Bonus: Currently, what is your favorite luxury item or decadent thing that you do?

I really don't have the luxury of luxuries. I've got bills to pay. Other than getting a vanilla bean frappachino from Starbucks (cause that shit is GOOD!), I generally don't drop a lot of money on things outside of gaming. And that's not exactly a luxury hobby, just a normal hobby.








Tuesday, November 1, 2011

TMI Tuesday : November 1, 2011

1. What sexual act arouses you the most? For that matter, what nonsexual act arouses you the most?

Oral sex of all types. I like watching porn but it's rare to see really good oral sex in porn. The sexiest oral I've seen always involves really slow movements. You have to take your time sucking cock or licking pussy. I guess it's more accurate to say I get really turned on by cock or pussy worship. You have to put your mouth on everything, you have to lick every inch. You're not just trying to bring your partner off, you're trying to show them that you LOVE that part of their bodies and that you don't want to let it go.

2. What is your signature or “go to” move that is sure to get a lover in the mood for sex?

Grabbing them by the hair, pulling their head back, biting their ear and saying "I'm going to take you now."

3. Do you queef?

Being a guy, no I do not.

4. What’s the weirdest thing that’s happened to YOU as a result of your sex writings (e.g., blog, erotica, sex toy reviews)? (borrowed from Insatiabear)

People bitching about me about my erotica writing. Most people have expressed enjoyment for my work but it's always weird to get people who are offended by it. I don't write tame stuff. Some of my writing involves rough sex, BDSM, blackmail, non-consensual sex and things of that nature. Generally when I post them up I try to warn people about what kind of story they'll be reading but I still sometimes get people telling me they hate my work because it offends them. I guess some people just feel compelled to judge others even when they can avoid what they find offensive.

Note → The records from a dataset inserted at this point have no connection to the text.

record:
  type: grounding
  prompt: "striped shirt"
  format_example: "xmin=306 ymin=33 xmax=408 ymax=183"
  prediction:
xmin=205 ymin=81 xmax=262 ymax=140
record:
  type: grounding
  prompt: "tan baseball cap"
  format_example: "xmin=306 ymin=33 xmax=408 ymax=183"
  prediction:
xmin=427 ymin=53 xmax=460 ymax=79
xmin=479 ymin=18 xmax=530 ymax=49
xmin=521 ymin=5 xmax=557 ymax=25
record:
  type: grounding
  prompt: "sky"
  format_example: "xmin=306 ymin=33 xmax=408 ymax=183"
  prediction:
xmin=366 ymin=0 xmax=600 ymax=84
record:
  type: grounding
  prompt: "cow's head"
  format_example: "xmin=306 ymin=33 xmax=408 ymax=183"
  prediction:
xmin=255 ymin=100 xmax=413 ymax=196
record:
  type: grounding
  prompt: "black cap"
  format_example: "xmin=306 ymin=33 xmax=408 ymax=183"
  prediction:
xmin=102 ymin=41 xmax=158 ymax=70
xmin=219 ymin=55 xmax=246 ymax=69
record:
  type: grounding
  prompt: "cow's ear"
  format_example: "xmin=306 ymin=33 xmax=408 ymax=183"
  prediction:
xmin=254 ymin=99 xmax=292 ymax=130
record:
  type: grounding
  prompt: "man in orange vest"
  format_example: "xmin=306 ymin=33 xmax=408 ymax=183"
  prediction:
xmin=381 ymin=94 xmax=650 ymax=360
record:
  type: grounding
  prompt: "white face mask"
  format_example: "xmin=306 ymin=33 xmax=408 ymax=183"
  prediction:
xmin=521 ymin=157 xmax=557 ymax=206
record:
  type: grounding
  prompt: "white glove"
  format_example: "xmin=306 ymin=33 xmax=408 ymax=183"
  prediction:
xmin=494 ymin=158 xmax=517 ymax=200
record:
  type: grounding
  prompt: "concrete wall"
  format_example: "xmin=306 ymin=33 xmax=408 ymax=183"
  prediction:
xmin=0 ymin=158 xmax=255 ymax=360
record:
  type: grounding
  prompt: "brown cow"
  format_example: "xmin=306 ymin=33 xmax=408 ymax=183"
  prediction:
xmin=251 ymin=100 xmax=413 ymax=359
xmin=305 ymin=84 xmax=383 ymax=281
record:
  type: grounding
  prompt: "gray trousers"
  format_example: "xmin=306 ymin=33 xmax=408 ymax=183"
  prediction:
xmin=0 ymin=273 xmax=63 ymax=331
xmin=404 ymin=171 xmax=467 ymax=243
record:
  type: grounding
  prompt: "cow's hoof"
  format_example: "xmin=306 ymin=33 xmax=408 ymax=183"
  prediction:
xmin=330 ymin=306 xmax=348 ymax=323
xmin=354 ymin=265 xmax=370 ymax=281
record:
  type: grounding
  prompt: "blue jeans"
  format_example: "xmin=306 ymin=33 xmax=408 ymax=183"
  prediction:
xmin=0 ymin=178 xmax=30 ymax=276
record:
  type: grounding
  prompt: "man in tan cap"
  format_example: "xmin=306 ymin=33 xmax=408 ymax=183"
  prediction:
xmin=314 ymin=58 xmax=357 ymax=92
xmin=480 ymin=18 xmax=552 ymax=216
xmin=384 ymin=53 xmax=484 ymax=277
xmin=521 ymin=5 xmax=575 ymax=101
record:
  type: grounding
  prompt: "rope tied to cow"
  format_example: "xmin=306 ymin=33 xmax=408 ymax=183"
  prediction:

5. Have you ever had sex while someone watched?
…someone else was in the room?
…someone else in the bed, next to you and the person you’re having sex with?
What were the circumstances?

Unforunately I've never had this opportunity. I think I'd like to try it, though I'm not sure if I would be completely comfortable with it or not. A lot of it would depend on the relationship I had with my partner.

6. When it comes to sex, and discussing it with your teen have you or would you:
a. Let school sex education handle it
b. Hand the teen a book or point them to a website
c. Talk frankly and openly
d. Avoid it all together–society, friends, and the internet will give all the info needed

I'm in suppot of better sex ed at school because so many parents don't talk to their kids about sex but if it were my child, boy or girl, we would be having a sit down and a full on explanation about the ins and outs of sex. I don't have children of my own but one of my good friends has had to deal with this over the last two years with her teenage daughter who is like a niece to me. She's very open about sex with her daughter and talks to her regularly about sex. Growing up, the extent of my sexal education was the health class in school and my mom making sure I knew to use protection. And when I say that, I mean those were her exact words. "Are you using protection?" "Yeah, mom." "Ok, good" Then she walked off.

Things are too dangerous today in the world of sex and theres no excuse for parents to not talk openly with their kids about it. The shame culture of sex needs to end and I for one hope that the things we teach our children today will help with that.

Click Here, it’s important

Bonus: Remember the song, “I’m too sexy?” CLICK to refresh your memory
What are you too sexy for?

I'm too sexy for all the friends I have in real life, who have no idea how much of a pervert I really am.